Den ersten kursiv gesetzten Satz des §15 kann ich nur so interpretieren, dass verletzte bzw. gesperrte Spieler nicht als krank mitgezählt werden dürfen. Damit kommen wir zum letzten Satz des Paragrafen: „Unter diesen müssen sich mindestens sieben Lizenzspieler, darunter ein Torwart, befinden.“ Wenn es bei der Alemannia 24 (oder weniger) Lizenzspieler gibt, dann ist der Tatbestand eindeutig: Selbst wenn die verletzten Spieler irrelevant für die Entscheidung sind (und quasi als gesund gelten), kommt man auf maximal 6 formal zählbare Lizenzspieler. Für diesen Fall kann man dem DFB nichts vorwerfen – er hat sich an seine eigenen Bestimmungen gehalten.
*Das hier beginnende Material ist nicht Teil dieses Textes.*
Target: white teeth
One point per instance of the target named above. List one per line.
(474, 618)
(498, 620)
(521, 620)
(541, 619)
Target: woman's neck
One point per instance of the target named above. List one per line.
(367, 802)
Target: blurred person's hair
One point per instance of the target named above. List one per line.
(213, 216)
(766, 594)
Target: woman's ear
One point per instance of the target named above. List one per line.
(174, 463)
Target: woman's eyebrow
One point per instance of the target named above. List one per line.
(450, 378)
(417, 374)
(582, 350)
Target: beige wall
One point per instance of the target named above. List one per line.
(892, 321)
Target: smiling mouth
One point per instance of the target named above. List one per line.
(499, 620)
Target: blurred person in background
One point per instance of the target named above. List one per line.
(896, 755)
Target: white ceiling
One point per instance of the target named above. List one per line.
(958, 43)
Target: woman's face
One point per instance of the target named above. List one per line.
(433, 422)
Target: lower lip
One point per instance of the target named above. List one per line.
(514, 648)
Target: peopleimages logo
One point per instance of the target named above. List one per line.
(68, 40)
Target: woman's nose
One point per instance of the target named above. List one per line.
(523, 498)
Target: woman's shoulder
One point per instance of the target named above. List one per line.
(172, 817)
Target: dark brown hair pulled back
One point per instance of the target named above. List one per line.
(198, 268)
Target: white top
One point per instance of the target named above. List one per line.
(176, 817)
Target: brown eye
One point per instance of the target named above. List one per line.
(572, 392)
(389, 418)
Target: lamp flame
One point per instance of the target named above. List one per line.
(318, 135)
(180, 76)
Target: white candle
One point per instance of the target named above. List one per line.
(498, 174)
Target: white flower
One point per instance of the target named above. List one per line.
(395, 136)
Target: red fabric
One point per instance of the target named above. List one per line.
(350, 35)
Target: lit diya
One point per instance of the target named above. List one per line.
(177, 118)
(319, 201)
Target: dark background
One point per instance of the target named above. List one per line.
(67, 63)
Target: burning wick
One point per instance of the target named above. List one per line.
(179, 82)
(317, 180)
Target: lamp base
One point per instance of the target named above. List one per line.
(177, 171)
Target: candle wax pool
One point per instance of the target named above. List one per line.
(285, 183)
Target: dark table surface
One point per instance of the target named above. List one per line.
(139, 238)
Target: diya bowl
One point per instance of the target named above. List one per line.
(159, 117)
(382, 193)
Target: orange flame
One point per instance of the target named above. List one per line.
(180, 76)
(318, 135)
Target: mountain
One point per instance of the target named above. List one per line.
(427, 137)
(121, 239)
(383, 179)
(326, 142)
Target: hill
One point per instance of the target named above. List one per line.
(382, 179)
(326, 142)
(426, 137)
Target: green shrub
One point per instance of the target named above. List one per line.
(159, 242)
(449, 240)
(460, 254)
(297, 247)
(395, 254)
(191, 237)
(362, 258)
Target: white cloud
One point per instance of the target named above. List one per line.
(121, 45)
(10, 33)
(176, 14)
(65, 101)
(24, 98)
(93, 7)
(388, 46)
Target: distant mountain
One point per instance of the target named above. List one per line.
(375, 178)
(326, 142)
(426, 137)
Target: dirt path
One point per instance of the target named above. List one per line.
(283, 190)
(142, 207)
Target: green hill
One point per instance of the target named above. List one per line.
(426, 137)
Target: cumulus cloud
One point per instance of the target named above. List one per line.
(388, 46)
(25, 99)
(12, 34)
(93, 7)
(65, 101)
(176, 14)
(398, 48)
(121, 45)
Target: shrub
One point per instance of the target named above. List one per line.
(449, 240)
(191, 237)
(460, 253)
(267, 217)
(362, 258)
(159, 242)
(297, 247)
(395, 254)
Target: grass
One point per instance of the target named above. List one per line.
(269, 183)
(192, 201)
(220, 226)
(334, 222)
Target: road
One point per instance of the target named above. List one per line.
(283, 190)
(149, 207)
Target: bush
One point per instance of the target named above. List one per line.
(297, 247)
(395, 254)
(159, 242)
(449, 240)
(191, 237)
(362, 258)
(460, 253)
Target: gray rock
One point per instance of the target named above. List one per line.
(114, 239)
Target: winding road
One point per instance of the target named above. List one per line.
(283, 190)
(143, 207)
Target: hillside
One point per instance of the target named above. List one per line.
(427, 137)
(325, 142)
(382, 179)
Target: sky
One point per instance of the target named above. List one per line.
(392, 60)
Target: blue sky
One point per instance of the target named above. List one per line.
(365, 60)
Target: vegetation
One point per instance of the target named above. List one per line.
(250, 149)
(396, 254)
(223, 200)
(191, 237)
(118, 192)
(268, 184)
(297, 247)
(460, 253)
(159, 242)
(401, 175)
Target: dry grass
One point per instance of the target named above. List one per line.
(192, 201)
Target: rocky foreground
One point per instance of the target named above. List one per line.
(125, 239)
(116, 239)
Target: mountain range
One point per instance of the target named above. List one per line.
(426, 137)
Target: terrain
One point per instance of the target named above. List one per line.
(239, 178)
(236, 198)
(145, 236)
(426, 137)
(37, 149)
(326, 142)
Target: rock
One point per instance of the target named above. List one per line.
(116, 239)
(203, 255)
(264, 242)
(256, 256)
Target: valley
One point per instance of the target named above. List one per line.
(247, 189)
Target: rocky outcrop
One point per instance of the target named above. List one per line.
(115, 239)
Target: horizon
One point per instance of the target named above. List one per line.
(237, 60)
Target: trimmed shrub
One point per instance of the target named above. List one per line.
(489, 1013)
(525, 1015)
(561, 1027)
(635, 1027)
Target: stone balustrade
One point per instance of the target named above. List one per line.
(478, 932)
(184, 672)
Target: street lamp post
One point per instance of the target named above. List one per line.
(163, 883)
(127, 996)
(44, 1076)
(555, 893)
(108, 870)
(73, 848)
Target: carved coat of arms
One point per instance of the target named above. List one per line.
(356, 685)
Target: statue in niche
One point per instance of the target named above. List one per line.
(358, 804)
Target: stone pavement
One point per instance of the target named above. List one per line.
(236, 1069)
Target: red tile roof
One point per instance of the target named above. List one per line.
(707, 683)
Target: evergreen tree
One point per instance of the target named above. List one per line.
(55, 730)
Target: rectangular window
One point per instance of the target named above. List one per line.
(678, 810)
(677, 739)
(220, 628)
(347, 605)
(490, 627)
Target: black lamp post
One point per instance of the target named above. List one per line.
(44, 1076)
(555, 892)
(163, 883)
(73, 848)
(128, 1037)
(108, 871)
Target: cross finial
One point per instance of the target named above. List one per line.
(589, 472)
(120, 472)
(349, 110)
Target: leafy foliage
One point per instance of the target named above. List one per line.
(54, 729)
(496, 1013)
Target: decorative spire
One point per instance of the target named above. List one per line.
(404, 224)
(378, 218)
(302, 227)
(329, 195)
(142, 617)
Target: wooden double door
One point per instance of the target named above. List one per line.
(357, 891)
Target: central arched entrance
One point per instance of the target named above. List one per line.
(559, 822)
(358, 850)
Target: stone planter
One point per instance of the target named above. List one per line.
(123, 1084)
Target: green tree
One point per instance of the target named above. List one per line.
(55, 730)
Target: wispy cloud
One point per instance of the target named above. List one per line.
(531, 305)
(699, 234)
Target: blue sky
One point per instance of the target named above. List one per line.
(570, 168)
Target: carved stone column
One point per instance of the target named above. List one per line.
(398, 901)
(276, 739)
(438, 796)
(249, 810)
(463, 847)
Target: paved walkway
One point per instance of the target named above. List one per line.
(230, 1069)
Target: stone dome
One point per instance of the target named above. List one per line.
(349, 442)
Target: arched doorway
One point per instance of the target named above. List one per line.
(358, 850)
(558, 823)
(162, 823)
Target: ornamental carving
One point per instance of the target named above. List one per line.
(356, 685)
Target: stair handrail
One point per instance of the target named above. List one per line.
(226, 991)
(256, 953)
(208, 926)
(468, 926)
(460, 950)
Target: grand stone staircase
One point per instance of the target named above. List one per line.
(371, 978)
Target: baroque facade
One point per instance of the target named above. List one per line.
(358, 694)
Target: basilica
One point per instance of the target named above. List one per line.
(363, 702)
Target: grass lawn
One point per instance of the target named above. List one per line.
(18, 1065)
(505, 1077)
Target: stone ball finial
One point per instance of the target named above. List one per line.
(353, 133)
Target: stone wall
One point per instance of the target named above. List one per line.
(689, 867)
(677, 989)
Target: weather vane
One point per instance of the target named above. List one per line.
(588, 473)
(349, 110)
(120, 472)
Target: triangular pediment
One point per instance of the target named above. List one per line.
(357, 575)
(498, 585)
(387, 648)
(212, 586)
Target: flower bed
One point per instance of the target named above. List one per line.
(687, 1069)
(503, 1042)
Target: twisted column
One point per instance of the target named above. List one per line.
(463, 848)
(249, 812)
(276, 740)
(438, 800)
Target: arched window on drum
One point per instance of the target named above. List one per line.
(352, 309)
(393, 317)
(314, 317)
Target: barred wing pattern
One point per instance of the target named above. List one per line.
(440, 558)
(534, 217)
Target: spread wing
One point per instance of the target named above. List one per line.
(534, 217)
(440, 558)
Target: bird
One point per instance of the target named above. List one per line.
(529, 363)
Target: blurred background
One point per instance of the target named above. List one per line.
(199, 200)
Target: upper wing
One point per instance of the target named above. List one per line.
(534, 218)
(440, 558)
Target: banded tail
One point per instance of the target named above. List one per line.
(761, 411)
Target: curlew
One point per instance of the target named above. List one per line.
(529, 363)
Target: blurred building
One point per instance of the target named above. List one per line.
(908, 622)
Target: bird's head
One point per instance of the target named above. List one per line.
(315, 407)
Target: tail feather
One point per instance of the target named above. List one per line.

Anders verhält es sich, wenn die Alemannia 25 (oder mehr) Lizenzspieler unter Vertrag hat. Hier wird es uneindeutig. Dann sind die beiden Aussagen zueinander widersprüchlich. Es gibt in dem Paragrafen auch keinen Hinweis darauf, wie die letzte Aussage zu verstehen ist und ob sie die erste außer Kraft setzt. Eine logische Patt-Situation; denn natürlich stehen aufgrund der 4 Verletzten keine sieben Lizenzspieler zur Verfügung, sondern nur drei. Was aber eigentlich – laut erster Aussage – keine Rolle spielen dürfte. Ich werde mir in den nächsten Tagen mal die Mühe machen an den Kreml zu schreiben und den DFB bitten, mir die detaillierte Begründung der Spielabsage zur Verfügung zu stellen. Vielleicht wird sie ja auch vom Verein veröffentlicht.
Also, aus meiner Sicht kann man die Spielabsage durch den DFB derzeit nicht abschließend bewerten. Entweder befand man sich in vollem Einklang mit dem eigenen Regelwerk oder man hat eine Entscheidung getroffen, die – wegen eines nicht kohärenten Paragrafen – als einigermaßen willkürlich zu bezeichnen gestattet sein sollte.
Unabhängig von allen Zahlen und Paragrafen könnte man die Auffassung vertreten, dass die Erfurter Fußballgemeinde sich bitte wieder beruhigen sollte, denn schließlich gebiete es die sportliche Fairness, dass man nicht gegen einen derart unverschuldet geschwächten Gegner antritt. Egal ob nun wirklich 18 oder nur 14 Spieler die Grippe haben. Dem würde ich zustimmen. Normalerweise. Aber im Fall von Alemannia Aachen nicht. Während der RWE am Ende jeder Saison – aus wirtschaftlichen Gründen – seine besten Spieler ziehen lassen muss (wie andere Vereine auch), misswirtschaftet sich die Alemannia seit Jahren – unter tatenloser Nichtanteilnahme des DFB – von einer Krise in die nächste. Der RWE musste – wegen der prekären Finanzlage – in dieser Saison auf den eigenen Nachwuchs setzen und bezahlt dafür derzeit den sportlichen Preis. Der Alemannia lagen derartige Überlegungen offensichtlich fern; ein Konkursverfahren musste beantragt werden. Trotzdem ist derzeit völlig unklar, in welcher Liga die Alemannia in der nächsten Saison spielen wird. Es könnte noch immer sein, dass der RWE absteigt und es Alemannia Aachen irgendwie gelingt, die Klasse zu halten (sportlich wie wirtschaftlich). Deshalb hätte ich es nicht als außerhalb des Fair Play empfunden, wenn die Aachener zur Aufstockung der Profimannschaft auf Spieler ihrer Nachwuchsmannschaften hätten zurückgreifen müssen. So wie es der RWE bereits die ganze Saison über tut.